MLSA – Sabah Gazetesi fotomuhabiri İzzet Kezer, 1992 yılında, Newroz Bayramı’nı izlemek için gittiği Şırnak’ın Cizre ilçesinde elinde beyaz bayrakla, kafasından vurularak öldürüldü. Açılan soruşturma “mermi çekirdeği” bulunmadığı gerekçe gösterilerek sürüncemede bırakıldı, dosyanın akıbeti bilinmiyor. Görgü tanıkları, Kezer’in bir polis panzerinden açılan ateşle öldürüldüğünü belirtti.
23 Mart günü Newroz’u izlemek üzere Cizre’de bulunan 10 kişilik bir gazeteci grubu, dışarıdan duydukları sesler üzerine kaldıkları otelden dışarı çıktı. Aniden silahlı bir çatışma başladı. Gazeteciler, bir eve sığındı. Buradan beyaz bayraklarla çıkarak tekrar otele yürümeye başladılar.
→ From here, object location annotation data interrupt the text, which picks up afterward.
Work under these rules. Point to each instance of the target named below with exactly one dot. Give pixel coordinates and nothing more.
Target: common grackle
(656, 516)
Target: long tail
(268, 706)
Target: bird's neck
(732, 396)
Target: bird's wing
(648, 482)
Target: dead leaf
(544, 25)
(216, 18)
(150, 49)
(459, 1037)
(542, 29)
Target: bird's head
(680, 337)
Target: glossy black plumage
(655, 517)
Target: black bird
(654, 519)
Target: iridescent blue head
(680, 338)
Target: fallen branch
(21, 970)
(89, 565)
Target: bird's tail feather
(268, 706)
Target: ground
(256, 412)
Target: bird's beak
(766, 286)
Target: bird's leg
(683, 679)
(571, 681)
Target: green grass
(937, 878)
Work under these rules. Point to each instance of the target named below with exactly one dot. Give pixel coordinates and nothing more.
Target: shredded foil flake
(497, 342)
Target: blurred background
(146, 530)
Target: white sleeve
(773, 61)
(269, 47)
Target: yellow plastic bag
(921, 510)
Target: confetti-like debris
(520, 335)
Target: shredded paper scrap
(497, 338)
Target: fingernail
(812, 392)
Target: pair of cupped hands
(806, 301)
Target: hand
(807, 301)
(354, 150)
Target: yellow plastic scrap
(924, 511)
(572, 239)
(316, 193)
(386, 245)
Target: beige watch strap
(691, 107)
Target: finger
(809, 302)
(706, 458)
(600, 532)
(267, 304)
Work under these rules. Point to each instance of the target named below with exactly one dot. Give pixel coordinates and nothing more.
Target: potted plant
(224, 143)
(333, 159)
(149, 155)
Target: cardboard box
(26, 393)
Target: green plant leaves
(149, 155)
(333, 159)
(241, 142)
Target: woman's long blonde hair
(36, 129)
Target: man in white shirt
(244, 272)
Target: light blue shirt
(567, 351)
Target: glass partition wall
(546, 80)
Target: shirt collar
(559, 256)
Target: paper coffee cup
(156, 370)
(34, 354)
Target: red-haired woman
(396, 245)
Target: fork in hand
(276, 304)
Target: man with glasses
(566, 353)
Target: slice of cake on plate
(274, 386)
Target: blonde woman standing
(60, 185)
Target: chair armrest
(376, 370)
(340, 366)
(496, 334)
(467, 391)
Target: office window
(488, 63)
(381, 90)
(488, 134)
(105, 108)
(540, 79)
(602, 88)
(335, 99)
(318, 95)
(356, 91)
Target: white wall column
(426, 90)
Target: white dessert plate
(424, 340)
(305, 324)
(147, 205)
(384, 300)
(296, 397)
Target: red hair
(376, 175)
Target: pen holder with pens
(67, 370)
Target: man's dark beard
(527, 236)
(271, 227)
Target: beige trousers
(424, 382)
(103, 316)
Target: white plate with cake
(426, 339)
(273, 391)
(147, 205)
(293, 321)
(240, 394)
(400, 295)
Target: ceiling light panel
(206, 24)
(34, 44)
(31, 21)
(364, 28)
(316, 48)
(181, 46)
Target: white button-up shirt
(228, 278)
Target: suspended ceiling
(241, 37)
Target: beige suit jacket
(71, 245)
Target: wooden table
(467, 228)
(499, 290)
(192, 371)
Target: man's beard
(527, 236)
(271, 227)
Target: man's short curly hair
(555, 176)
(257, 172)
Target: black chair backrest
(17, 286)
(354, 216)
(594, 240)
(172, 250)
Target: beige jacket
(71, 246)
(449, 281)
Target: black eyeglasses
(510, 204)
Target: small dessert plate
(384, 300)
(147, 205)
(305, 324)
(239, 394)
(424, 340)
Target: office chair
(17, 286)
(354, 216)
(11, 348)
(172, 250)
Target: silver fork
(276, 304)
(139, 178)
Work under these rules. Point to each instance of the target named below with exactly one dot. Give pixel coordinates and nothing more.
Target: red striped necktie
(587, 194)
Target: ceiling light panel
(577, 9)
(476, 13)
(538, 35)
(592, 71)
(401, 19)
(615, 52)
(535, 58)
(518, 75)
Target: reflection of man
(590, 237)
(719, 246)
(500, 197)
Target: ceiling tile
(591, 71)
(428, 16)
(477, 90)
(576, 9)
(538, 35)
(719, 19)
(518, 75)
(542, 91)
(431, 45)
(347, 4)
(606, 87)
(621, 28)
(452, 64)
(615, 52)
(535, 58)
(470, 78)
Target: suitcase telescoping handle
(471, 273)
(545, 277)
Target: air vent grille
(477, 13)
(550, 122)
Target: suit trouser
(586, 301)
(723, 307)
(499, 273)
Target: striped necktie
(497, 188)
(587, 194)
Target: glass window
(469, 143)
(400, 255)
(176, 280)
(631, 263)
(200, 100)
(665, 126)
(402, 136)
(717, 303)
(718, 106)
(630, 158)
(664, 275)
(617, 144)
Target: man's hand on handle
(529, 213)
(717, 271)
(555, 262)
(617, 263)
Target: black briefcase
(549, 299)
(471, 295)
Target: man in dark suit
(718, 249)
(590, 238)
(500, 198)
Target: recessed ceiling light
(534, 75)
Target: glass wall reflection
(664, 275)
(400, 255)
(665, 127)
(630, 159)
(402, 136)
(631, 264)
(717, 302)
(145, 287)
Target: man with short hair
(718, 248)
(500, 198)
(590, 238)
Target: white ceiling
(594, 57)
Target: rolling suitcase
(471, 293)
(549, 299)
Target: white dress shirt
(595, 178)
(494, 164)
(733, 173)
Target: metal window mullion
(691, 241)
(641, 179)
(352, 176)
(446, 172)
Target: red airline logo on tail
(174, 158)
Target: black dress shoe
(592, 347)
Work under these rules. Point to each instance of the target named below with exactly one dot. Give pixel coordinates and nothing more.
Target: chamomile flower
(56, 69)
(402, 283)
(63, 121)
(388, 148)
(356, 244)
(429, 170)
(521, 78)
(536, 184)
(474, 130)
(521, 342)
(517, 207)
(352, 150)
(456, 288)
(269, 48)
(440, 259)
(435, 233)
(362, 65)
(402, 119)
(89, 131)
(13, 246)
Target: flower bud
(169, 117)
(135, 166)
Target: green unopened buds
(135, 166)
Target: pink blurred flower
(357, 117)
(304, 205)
Grubun içinde yer alan gazeteci İzzet Kezer kafasından vurularak olay yerinde hayatını kaybetti. Gazeteci Kezer, hayatını kaybettiğinde yalnızca 38 yaşındaydı.
Türkiye İnsan Hakları Vakfı (TİHV) 1992 yılında yayınladığı “1992 Yıllık İnsan Hakları Raporu”nda ise Kezer’in ölümünü “…bir polis panzerinden açılan ateş sonucunda başından vurularak öldürüldü” olarak kayda geçirdi.
Gazeteci Kezer’in öldürülmesi üzerine dönemin Başbakanı Süleyman Demirel 28 Mart 1992’de “…Olay hangi çeşitten olursa olsun soruşturulacak ve neticesine göre hareket edilecektir. Olay soruşturulmaktadır…” dedikten birkaç ay sonra 15 Ağustos 1992’de Milliyet Gazetesi’ne şu demeci verdi “…Öldürülen gazetecilerin bir kısmı gerçekten gazeteci değildir. Militandır. Birbirlerini öldürüyorlar. Bana devletin resmi mercilerinin verdiği bilgi budur…”
Türkiye’de gazeteciler için en kara yıl: 1992
Türkiye’de basın en karanlık yılını 1992’de yaşadı. 1909’dan beri Türkiye’de öldürülen 67’sinin 14’ü 1992 yılında öldürüldü, bunun bir tanesi hariç tamamı Güneydoğu’da çalışan gazetecilerdi. 1992 yılındaki Cizre Nevrozu kutlamaları ise tarihe ‘Kanlı Newroz’ olarak geçti, dönemin Başbakanı Demirel’in “Toplanmak isteyen toplansın.. Her türlü kolaylık gösterilecektir.” açıklamalarına rağmen, Cizre’de Kanlı Nevroz sırasında 94 kişi öldü.